How to Feed a Starving Dog Or Cat
Many people in the animal rescue world come upon dogs and cats who were rescued from truly bad conditions leaving the animals emaciated and starving. These people often know or learn about how to bring a dog or cat back to health and that includes not providing too much food.
According to the article, “Feeding the Starving Dog,” at petMD.com, “When dogs that have essentially been starved suddenly have free access to large amounts of food, they can become very sick and even die.”
First try to get to a veterinarian so that the animal can be assessed and prescribed a feeding plan, the article said. If that’s not immediately possible, take the following into consideration if you are entrusted with a starving dog or cat.
It’s easy to want to overfeed the animal because he is starving, but don’t do it. “If an emaciated and starved dog is suddenly overfed serious consequences, such as refeeding syndrome, await,” according to the article, “Caring for an Emaciated Dog,” at petMD.com. “This is because a sudden load of carbohydrates in a large meal can create serious shifts in potassium and phosphorus concentrations in all body cells.”
The signs of refeeding syndrome include:
• Muscle weakness
• Muscle cramps
• Red blood cell rupture
• Heart muscle damage and rhythm irregularities
• Respiratory failure
Serve the dog small meals every six hours (four times a day) and the food “should have adequate mineral composition, especially phosphorous, potassium and magnesium,” the “Caring for an Emaciated Dog” article said. “By feeding a highly digestible, meat-based ‘Puppy’ or ‘Growth’ food, along with certain supplements, recovery and weight gain should be evident in a short period of time–that is, as long as the dog has a normal appetite.”
What to Do with The New Pet You Adopted Over the Holidays
After adopting and bringing home a new pet for the holidays, what do you do?
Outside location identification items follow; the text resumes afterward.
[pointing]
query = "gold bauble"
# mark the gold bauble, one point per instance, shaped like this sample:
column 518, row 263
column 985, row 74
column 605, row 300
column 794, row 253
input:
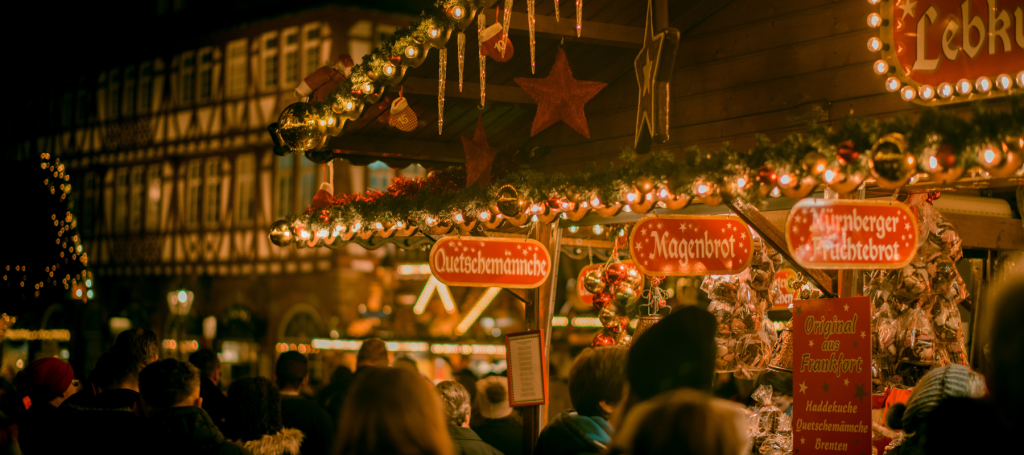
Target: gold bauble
column 508, row 201
column 302, row 126
column 892, row 165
First ensure that your pet has everything needed to fit in with your family.
“The key to adding a new pet to your life the right way, is by being prepared—not just on the day you bring your new animal home, but for every day after,” according to the article, “What to Consider Before Getting a Pet for the Holidays (or Ever)” at PreventiveVet.com. “A pet is truly the gift that keeps on giving.”
During the holidays, family members are either home from school or take time off. This makes it the perfect time to buy all the things your new pet needs while also spending time together.
According to the article, “10 Tips to Prepare for Adopting a Dog,” at Hillspet.com, the following things can help you prepare for your new dog (and it can go for cats, too!):
• Buy everything needed, including collar, leash, food, bowls, bed, gate, treats, toys and grooming supplies.
• Make your home safe. Keep dangerous items out of reach or hide them. Decide who will walk, train and feed your pet.
• Designate a safe, private place.
• Give your pet the tour of the home to show him where everything is, including either the litter box or the yard.
• Introduce the family to your new pet. “The Animal Rescue League of Boston recommends bringing family members and other dogs outside one at a time to meet the new canine,” the Hillspet article said.
• Slowly switch your pet’s food.
• Start any training.
• Make sure you set up an appointment with your veterinarian for a checkup right away.
When you prepare your home and your family for the new pet, it will be an easier transition for everyone.
The Importance of Vaccinating Your Pet
There are many things to do for your pet to keep her healthy. It begins with veterinary checkups, healthy food, exercise, and lots of bonding and playtime, too. There are also important vaccinations that keep your dog protected against various diseases that can cause extreme harm to your pet and even death.
According to the article, “Vaccinations” at American Veterinary Medication Association (AVMA), “Vaccinations protect your pet from highly contagious and deadly diseases and improve your pet’s overall quality of life.”
The AVMA article points to five reasons to vaccinate your pet:
1. They prevent various pet illnesses.
2. For preventable diseases, vaccinations help avoid expensive treatments.
3. Not only do vaccinations prevent diseases that are passed among animals, they also prevent those they are passed from animals to humans.
4. Unvaccinated pets can be infected by diseases such as rabies and distemper that are often seen in wildlife.
5. There are many local or state ordinances that require some vaccinations, such as rabies.
Vaccinations help your pet from contracting contagious diseases when in a public place. “Many contagious diseases are airborne and your pet could easily be exposed through an open window,” according to the article, “Vaccinating Your Pet” at AmericanHumane.org. Unfortunately, your pet could get out the door and encounter a contagious animal. Additionally, your pet could be exposed at boarding facilities, dog parks or at the groomer.
It’s important to speak with your veterinarian before taking your pet to any place he could be exposed. “It is also important to keep in mind that vaccinations take a few days to a few weeks to become effective,” the American Humane article said.
So, speak to your veterinarian to ensure your pet is on track with vaccinations.